I held the Aspic in my hands. Mom was glaring at me. I cradled the small wooden bowl I had prepared in my lap. I winked at my sister and took a healthy slice, then passed the Aspic to the next person. Mom continued to glare. I took a deep breath and continued with my plan. I smiled at her. Mixed a little potato into my tomato and plopped the revolting slime into my mouth. I squished it into the side of my cheek to keep my tongue from tasting it, and (as planned) my sister dropped a platter causing noise but no mess.
Mom looked to see if anyone needed hitting, and I slid all the Aspic and shrimp into the bowl on my lap. I spit the Aspic into my napkin as I got up and, putting my back to the group, said, “There is too much on the platter. I will get another.” After disposing of the evidence, I returned with an extra plate that my mother shooed away. I was covered in sweat.
My mom started chatting and laughing and passing food. I slid my sister’s Aspic onto the unnecessary plate and went back to the kitchen. Over the course of the meal, my sister and I disposed of the Aspic that nobody ate.
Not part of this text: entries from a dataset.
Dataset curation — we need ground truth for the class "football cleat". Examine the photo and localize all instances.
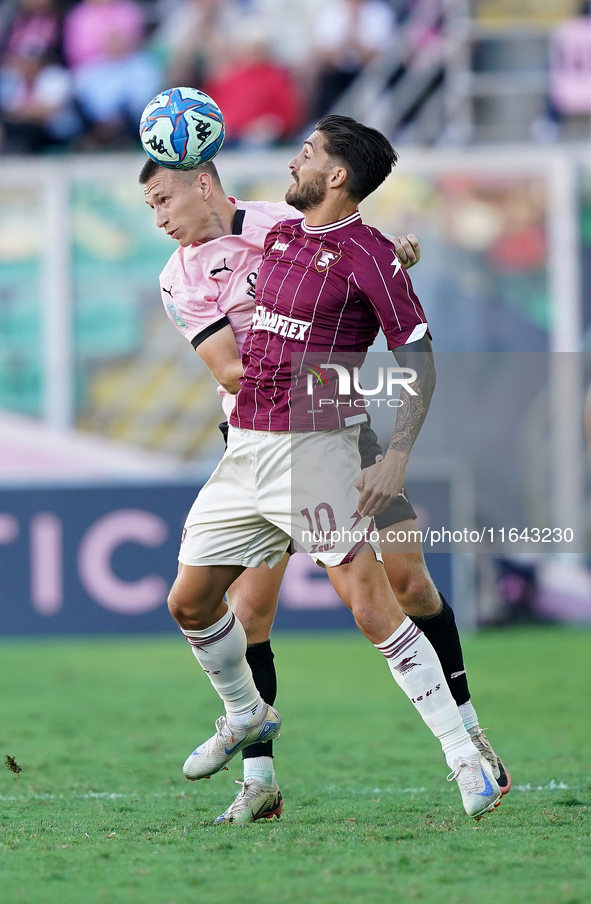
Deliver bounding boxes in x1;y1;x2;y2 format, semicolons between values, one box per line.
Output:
183;703;281;781
468;725;511;794
447;754;501;819
215;779;283;826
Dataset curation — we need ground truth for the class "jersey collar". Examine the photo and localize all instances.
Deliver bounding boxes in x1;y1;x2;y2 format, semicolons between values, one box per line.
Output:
302;210;361;235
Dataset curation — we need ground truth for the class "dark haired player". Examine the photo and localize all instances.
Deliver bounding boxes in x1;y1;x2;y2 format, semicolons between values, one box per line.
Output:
140;118;508;821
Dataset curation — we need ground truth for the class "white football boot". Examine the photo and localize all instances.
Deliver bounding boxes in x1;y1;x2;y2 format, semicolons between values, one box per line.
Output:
468;725;511;794
215;778;283;826
183;703;281;781
447;754;501;819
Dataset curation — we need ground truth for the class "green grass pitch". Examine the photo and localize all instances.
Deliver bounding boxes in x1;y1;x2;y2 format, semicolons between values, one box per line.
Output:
0;628;591;904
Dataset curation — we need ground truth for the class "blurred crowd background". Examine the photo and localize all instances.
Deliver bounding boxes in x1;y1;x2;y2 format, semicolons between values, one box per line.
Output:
0;0;591;153
0;0;591;633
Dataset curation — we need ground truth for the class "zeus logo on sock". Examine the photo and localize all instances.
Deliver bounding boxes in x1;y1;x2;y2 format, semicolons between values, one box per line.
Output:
394;651;421;675
410;684;441;703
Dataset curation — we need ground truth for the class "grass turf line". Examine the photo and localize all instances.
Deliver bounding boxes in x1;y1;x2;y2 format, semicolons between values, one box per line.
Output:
0;629;591;904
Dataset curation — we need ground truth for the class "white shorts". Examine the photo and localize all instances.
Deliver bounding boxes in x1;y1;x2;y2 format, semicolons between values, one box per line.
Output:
179;427;381;568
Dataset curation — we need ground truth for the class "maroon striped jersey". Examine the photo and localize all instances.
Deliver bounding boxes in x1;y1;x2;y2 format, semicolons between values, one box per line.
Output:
230;211;427;432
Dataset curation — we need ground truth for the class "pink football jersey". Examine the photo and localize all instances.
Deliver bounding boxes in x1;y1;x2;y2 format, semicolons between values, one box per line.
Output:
230;211;427;432
160;198;297;417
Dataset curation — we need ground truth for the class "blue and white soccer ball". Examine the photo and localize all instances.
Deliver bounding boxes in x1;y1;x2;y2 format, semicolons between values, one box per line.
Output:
140;88;225;169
Mom was happy that night. Less stressed by the weight of tradition and company than usual. Proud that people ate her food, complimented her dishes, enjoyed the baked desserts, and cleaned up the Aspic. My sister and I were proud, we felt like super spies. We enjoyed the smile of satisfaction on our mother’s face.
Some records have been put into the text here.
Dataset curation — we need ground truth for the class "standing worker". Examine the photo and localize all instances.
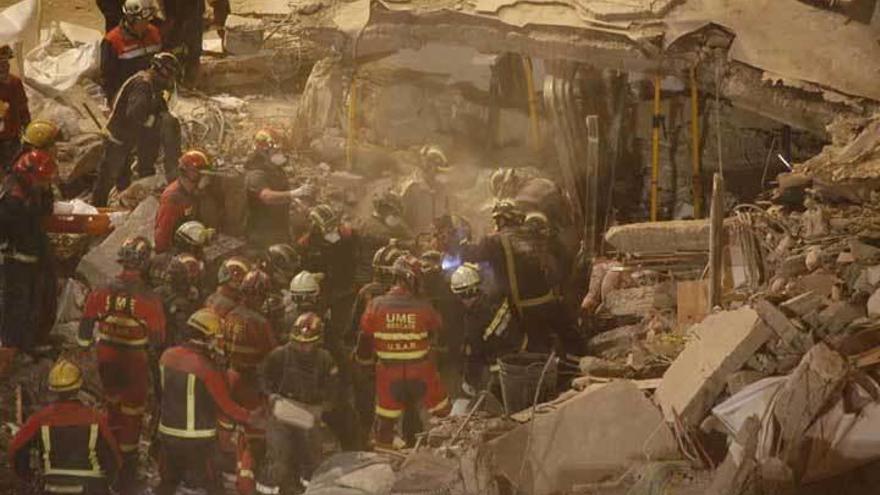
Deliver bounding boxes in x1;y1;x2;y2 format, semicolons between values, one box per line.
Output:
244;129;314;248
356;255;451;449
0;45;31;172
8;360;122;495
153;150;211;253
257;313;340;495
0;151;57;353
101;0;162;104
155;309;262;495
78;237;165;487
92;53;180;207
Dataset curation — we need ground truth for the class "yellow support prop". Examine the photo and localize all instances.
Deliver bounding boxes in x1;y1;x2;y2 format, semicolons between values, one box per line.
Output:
345;78;357;170
651;75;663;222
690;67;703;218
522;57;541;151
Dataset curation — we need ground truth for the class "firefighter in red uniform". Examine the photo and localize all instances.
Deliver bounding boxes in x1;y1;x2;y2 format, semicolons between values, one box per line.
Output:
101;0;162;103
0;45;31;172
155;309;263;495
220;270;276;495
154;150;211;253
356;255;451;448
205;256;251;318
78;237;165;487
0;151;57;353
8;360;122;495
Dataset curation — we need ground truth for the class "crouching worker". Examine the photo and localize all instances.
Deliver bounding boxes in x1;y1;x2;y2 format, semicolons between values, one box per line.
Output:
257;313;339;495
155;309;262;495
9;360;122;495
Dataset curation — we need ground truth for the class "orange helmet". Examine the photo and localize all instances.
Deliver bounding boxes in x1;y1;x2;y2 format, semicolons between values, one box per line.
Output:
177;150;211;176
290;313;324;344
12;150;58;184
254;128;281;150
217;256;251;290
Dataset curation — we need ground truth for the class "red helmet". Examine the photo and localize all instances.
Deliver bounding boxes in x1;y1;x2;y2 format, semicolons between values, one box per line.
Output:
241;269;272;299
290;313;324;344
12;150;58;184
177;150;211;178
116;236;153;270
168;254;205;285
217;256;251;290
254;128;281;150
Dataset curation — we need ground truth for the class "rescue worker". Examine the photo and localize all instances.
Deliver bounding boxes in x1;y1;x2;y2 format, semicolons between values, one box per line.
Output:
155;309;263;495
154;150;211;253
220;269;276;492
449;263;526;400
149;220;216;289
356;255;451;449
257;313;341;495
400;145;449;234
162;0;230;85
93;52;180;207
345;241;407;437
8;359;122;495
78;237;166;487
156;253;204;345
463;200;586;361
101;0;162;104
0;150;57;353
205;256;251;318
0;45;31;172
263;244;301;340
244;129;314;248
356;191;413;284
297;204;360;354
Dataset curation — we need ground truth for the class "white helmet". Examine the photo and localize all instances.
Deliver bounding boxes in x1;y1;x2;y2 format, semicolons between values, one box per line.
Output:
122;0;156;22
449;263;483;296
290;271;324;300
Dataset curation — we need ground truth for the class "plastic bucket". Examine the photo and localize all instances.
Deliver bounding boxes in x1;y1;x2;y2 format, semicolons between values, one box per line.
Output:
498;353;559;415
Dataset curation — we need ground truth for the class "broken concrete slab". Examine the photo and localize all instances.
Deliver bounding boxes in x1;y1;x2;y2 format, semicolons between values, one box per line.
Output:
76;196;159;287
754;299;813;353
654;307;773;427
602;283;676;316
486;381;680;495
779;291;825;316
773;343;848;478
605;220;709;254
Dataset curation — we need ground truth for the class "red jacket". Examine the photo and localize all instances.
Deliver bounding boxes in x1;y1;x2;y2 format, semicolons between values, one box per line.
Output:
101;24;162;101
153;179;196;253
78;270;165;348
159;344;250;439
0;74;31;141
357;286;443;362
221;304;276;370
9;400;122;484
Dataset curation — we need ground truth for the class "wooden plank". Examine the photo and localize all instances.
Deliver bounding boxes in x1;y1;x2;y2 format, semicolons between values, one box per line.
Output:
709;173;724;308
677;280;711;328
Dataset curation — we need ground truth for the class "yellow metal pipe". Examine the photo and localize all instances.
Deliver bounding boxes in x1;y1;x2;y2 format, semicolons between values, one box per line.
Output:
651;75;663;222
690;67;703;218
345;77;358;170
522;56;541;151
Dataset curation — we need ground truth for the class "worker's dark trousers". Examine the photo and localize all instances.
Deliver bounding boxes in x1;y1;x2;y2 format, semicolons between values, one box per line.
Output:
155;435;224;495
257;417;322;493
0;260;40;352
92;113;180;207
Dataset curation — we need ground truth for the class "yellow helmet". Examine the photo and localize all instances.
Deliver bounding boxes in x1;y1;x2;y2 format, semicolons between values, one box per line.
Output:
49;359;82;392
186;308;220;337
21;120;61;149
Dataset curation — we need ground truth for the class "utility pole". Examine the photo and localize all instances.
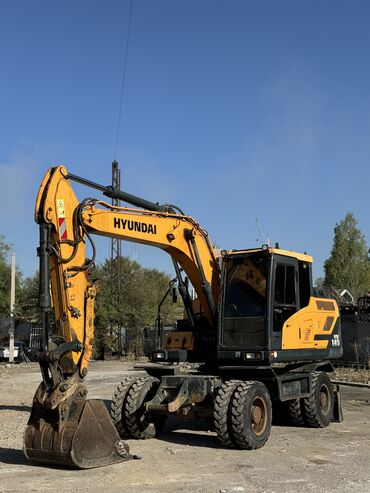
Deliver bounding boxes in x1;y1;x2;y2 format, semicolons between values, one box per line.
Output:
111;160;123;355
9;253;16;363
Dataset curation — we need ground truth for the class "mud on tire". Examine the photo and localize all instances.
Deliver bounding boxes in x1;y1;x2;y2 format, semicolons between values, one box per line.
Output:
287;399;306;426
303;372;334;428
231;382;272;450
214;380;242;448
125;377;166;439
110;377;134;438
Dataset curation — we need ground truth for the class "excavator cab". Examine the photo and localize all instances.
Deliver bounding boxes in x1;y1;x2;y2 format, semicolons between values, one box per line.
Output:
217;245;342;365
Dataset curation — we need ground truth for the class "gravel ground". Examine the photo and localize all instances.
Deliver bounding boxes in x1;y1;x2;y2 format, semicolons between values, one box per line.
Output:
0;362;370;493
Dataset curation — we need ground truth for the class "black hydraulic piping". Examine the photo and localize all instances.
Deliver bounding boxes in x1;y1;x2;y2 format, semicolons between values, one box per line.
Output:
67;173;178;214
184;229;216;316
172;259;195;330
37;224;51;351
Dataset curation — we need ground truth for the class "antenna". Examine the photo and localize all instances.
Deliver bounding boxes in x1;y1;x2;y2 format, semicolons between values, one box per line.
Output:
256;219;270;246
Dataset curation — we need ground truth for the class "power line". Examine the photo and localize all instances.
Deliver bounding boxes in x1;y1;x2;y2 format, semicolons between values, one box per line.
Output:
114;0;133;160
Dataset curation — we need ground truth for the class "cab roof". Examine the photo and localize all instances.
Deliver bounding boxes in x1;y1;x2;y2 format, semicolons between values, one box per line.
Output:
222;245;313;264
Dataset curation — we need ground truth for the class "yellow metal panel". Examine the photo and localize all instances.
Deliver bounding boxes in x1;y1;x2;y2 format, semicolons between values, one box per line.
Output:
282;297;339;349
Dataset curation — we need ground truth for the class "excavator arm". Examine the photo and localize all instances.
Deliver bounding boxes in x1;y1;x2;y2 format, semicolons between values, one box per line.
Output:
24;166;220;468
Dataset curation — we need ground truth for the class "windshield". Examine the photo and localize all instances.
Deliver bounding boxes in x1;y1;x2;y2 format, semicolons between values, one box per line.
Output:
224;252;268;317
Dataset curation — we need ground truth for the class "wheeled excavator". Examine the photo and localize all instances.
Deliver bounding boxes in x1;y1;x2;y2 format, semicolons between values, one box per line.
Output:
24;166;342;468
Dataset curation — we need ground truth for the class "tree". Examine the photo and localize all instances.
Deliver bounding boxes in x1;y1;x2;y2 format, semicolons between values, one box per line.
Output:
324;212;370;299
16;272;41;323
92;257;182;357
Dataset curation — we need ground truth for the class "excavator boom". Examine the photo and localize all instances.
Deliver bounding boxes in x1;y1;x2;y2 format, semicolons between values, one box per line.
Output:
24;166;219;468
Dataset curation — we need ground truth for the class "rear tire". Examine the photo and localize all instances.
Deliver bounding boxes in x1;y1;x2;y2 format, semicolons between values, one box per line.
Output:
110;377;134;438
231;382;272;450
303;372;334;428
214;380;242;448
125;377;166;440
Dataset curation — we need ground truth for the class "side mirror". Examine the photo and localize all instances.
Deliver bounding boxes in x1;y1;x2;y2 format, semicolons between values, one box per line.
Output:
172;286;179;303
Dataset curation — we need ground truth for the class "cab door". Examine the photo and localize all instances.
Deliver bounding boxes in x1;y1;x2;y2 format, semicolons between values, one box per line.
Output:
271;255;299;350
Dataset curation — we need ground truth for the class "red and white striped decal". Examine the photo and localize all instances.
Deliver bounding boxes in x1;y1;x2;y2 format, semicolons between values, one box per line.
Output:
57;199;68;240
58;217;67;240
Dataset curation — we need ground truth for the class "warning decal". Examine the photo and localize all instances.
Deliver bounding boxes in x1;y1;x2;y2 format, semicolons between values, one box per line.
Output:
57;199;67;240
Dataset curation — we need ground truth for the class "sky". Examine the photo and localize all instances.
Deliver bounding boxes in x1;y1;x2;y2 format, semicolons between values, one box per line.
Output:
0;0;370;278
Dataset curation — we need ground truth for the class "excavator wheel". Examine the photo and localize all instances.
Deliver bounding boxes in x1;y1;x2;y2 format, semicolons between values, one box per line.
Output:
110;377;134;438
303;372;334;428
214;380;242;448
125;377;166;440
231;382;272;450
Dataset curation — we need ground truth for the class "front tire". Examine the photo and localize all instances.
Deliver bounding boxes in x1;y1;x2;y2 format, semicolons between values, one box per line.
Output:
303;372;334;428
110;377;134;438
231;382;272;450
125;377;166;440
214;380;242;448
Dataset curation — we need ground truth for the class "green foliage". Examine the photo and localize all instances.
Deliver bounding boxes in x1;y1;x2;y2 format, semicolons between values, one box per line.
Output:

We learned a lesson that day. Lying has consequences. And the consequence is Aspic. Which we ate at every event that Mom hosted.
Mom passed away just before Covid-19 became an international scourge. In fact, we couldn't have a funeral because travel was cancelled between Canada and the United States. Fortunately she avoided loneliness because she was suffering from dementia, and in her delusion became the mother I always wished I had. The night she died, my brother broke the grief with a joke: "Well, at least there won't be any more Tomato Aspic."
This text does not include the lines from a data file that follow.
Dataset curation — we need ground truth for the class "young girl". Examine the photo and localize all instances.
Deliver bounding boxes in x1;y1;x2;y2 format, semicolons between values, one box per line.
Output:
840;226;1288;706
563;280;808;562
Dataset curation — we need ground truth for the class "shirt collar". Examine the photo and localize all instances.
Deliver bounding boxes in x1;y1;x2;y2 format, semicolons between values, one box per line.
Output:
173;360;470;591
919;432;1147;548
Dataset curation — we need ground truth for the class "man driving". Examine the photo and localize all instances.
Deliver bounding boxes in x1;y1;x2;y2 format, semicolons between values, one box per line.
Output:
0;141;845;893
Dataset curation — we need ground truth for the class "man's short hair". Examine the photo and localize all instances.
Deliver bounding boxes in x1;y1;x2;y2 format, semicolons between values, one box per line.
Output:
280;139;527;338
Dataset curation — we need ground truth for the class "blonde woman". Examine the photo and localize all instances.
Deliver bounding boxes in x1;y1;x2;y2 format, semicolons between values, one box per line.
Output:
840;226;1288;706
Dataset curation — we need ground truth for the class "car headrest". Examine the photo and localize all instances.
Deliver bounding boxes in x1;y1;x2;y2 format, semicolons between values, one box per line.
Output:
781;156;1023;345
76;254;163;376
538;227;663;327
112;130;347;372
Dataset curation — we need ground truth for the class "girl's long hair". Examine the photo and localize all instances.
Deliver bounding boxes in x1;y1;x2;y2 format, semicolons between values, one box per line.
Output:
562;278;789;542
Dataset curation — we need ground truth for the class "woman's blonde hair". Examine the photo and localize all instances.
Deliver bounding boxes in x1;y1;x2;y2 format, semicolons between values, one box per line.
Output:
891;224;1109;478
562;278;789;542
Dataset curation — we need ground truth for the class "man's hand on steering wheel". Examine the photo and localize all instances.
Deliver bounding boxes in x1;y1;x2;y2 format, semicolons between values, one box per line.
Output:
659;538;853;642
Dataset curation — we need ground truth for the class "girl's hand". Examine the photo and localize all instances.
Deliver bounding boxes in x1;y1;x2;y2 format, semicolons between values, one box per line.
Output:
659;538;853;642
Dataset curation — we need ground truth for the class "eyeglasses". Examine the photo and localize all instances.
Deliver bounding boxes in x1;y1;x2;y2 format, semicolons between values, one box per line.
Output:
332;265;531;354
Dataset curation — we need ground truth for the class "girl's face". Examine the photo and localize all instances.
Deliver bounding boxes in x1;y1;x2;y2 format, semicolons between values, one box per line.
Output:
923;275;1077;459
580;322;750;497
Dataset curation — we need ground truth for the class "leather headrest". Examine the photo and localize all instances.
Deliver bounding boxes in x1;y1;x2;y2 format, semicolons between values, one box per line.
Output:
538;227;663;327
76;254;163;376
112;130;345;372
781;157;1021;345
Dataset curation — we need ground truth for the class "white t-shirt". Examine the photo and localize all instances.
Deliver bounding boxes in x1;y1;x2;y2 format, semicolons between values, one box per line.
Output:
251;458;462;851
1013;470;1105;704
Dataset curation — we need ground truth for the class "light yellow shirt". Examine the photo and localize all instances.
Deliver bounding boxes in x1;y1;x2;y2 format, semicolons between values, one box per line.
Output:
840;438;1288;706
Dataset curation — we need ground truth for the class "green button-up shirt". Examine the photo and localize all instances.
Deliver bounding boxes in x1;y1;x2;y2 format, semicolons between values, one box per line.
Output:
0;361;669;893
Dr. Lynette Louise ("The Brain Broad") is an international brain change and behavior expert who lives in California. She can be found at https://www.lynettelouise.com, https://www.brainbody.net, Facebook, and Twitter. She is the mother of Tsara Shelton, who wrote "Tomato Aspic, No More" for Eat, Darling, Eat.
The Dreaded Tomato Aspic
(adapted from Southern Living)
2 T. unflavored gelatin
1/4 c. cold water
1/4 c. boiling water
4 c. tomato juice
1 T. onion, minced
1 t. sugar
1 t. salt
1 t. seasoned salt
1 t. Worcestershire sauce
1/2 t. celery seeds
2 bay leaves
2 whole cloves
2 T. fresh lemon juice
optional: cooked shrimp
In a bowl, sprinkle gelatin over cold water, and let stand 5 minutes.
Whisk in boiling water until gelatin is dissolved.
In a large saucepan, combine tomato juice, onion, sugar, salt, seasoned sat, Worcestershire sauce, celery seeds, bay leaves, and cloves.
Bring to a boil over medium-high heat.
Reduce heat, and simmer, stirring occasionally, for 15 minutes.
Pour through a wire-mesh strainer into a bowl.
Stir in lemon juice and gelatin.
Pour into a 10-inch ring mold coated with cooking spray.
Refrigerate for 6 hours or until set.
Optional: Fill the center with shrimp when serving.